No, the point is here that you would have different ways to do the
same thing. Also, annotations are different from methods in classes.

> > than considering whether a plain Java alternative would be
> > appropriate. We should not make the same mistake with annotations.
>
> I don't buy the "annotations are replacements for XML configuration"
> argument. Just because we do something inside class methods doesn't
> mean it belongs there! We should not make the mistake to stay inside
> the method. Annotations are a first class citizen in Java and should
> be considered an equal alternative.

Then we disagree. Annotations have a very different purpose (meta
data) compared to regular methods and members.
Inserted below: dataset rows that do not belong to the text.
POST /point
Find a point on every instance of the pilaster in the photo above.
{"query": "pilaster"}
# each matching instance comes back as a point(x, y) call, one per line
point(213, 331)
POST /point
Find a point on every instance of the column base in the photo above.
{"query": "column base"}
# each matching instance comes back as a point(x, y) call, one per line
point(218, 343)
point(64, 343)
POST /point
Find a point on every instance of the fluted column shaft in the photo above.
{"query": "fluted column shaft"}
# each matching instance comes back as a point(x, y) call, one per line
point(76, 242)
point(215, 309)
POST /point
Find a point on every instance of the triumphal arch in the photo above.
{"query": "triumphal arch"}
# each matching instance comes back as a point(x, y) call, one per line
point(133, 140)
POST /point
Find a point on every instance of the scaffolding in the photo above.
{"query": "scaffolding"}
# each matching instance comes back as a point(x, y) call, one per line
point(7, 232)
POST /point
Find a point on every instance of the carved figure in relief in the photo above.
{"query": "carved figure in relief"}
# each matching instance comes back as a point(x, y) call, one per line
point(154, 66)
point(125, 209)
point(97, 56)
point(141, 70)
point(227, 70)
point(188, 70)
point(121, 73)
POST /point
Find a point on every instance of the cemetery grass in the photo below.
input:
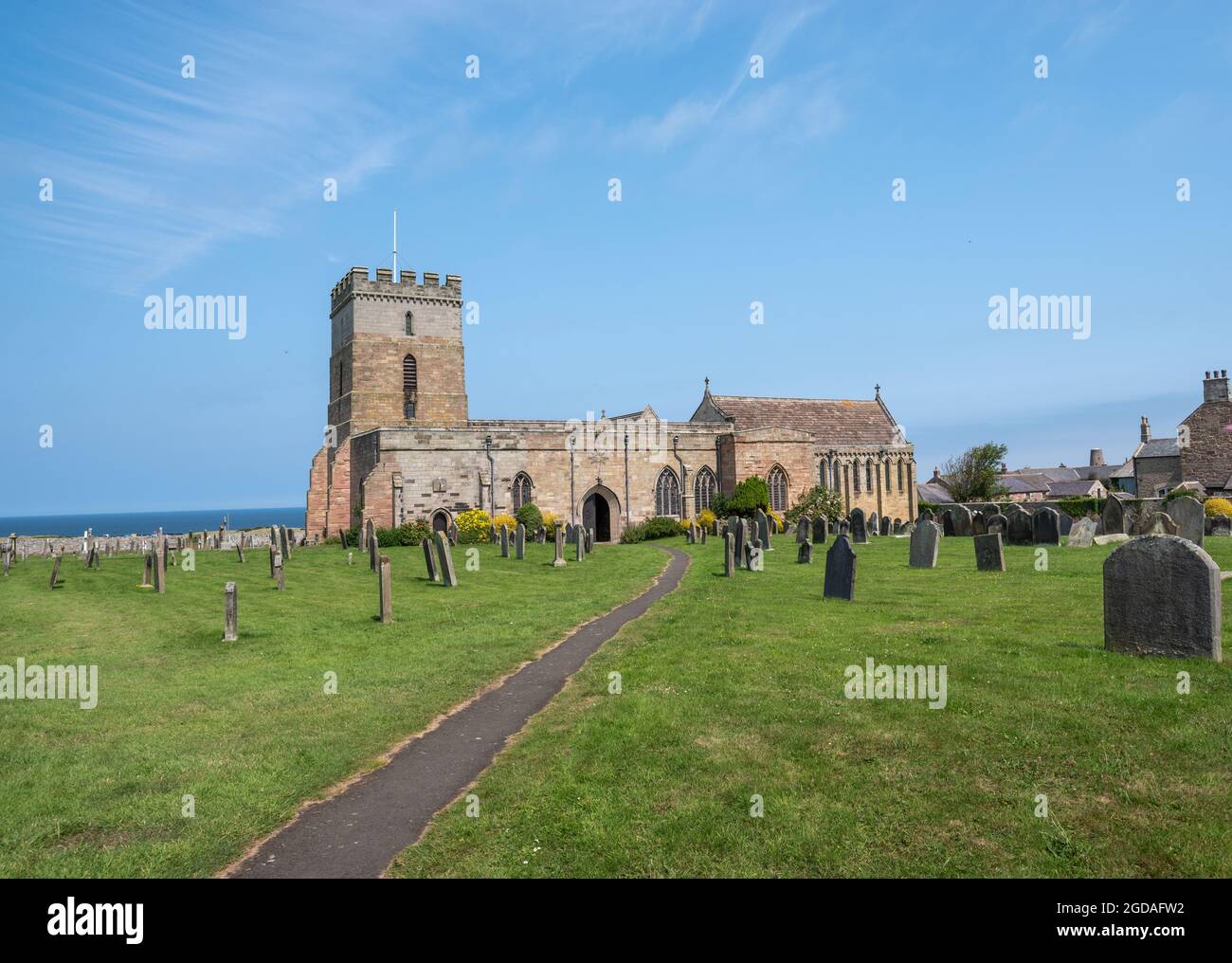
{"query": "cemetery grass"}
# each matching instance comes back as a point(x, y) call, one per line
point(245, 728)
point(735, 687)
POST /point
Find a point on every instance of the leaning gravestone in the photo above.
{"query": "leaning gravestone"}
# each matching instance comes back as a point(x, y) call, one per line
point(1046, 527)
point(1190, 518)
point(1162, 597)
point(1112, 519)
point(841, 571)
point(989, 555)
point(925, 541)
point(859, 534)
point(448, 579)
point(1021, 531)
point(430, 560)
point(1082, 534)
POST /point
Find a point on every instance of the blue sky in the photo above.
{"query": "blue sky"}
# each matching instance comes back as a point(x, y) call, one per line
point(734, 190)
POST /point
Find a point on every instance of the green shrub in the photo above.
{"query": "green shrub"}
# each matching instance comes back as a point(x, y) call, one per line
point(530, 517)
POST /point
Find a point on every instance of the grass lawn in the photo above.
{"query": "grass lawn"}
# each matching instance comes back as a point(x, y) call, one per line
point(735, 687)
point(246, 727)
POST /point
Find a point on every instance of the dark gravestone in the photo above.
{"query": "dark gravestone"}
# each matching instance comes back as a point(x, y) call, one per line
point(859, 532)
point(430, 560)
point(230, 613)
point(1019, 530)
point(1046, 527)
point(1162, 597)
point(841, 571)
point(989, 555)
point(1112, 519)
point(444, 558)
point(925, 541)
point(1190, 518)
point(385, 590)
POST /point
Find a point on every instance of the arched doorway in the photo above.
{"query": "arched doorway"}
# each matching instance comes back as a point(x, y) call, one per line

> For instance the statelessness of a page. You specify that a page is
> stateless. You now have to override a method to provide that logic,
> but it is not logic... It is a configuration item that should be
> orthogonal to the page. I find it much clearer to see this specified
> in an annotation rather than some obscure overridden method 10 pages
> down:
>
> @Stateless
> public class MyPage extends WebPage {
>     public MyPage() {
>     }
> }

Yeah, I like @Stateless better too. But I don't like to have two
separate ways of doing the same thing.

> Don't get me wrong: I also don't want to spray arbitrary annotations
> around.  Having 10 annotations before a page would make that rather
> illegible. However I am not going to ignore the usefulness of
> annotations because of "I don't like them" arguments. They have good
> uses, and I want to find those parts of our API that could better be
> implemented using annotations than by subclassing and overriding.

Well, then come with concrete use cases and argue for them. Let's
start putting those alternatives in a separate project, and later
argue whether they are useful enough to be put in the core project.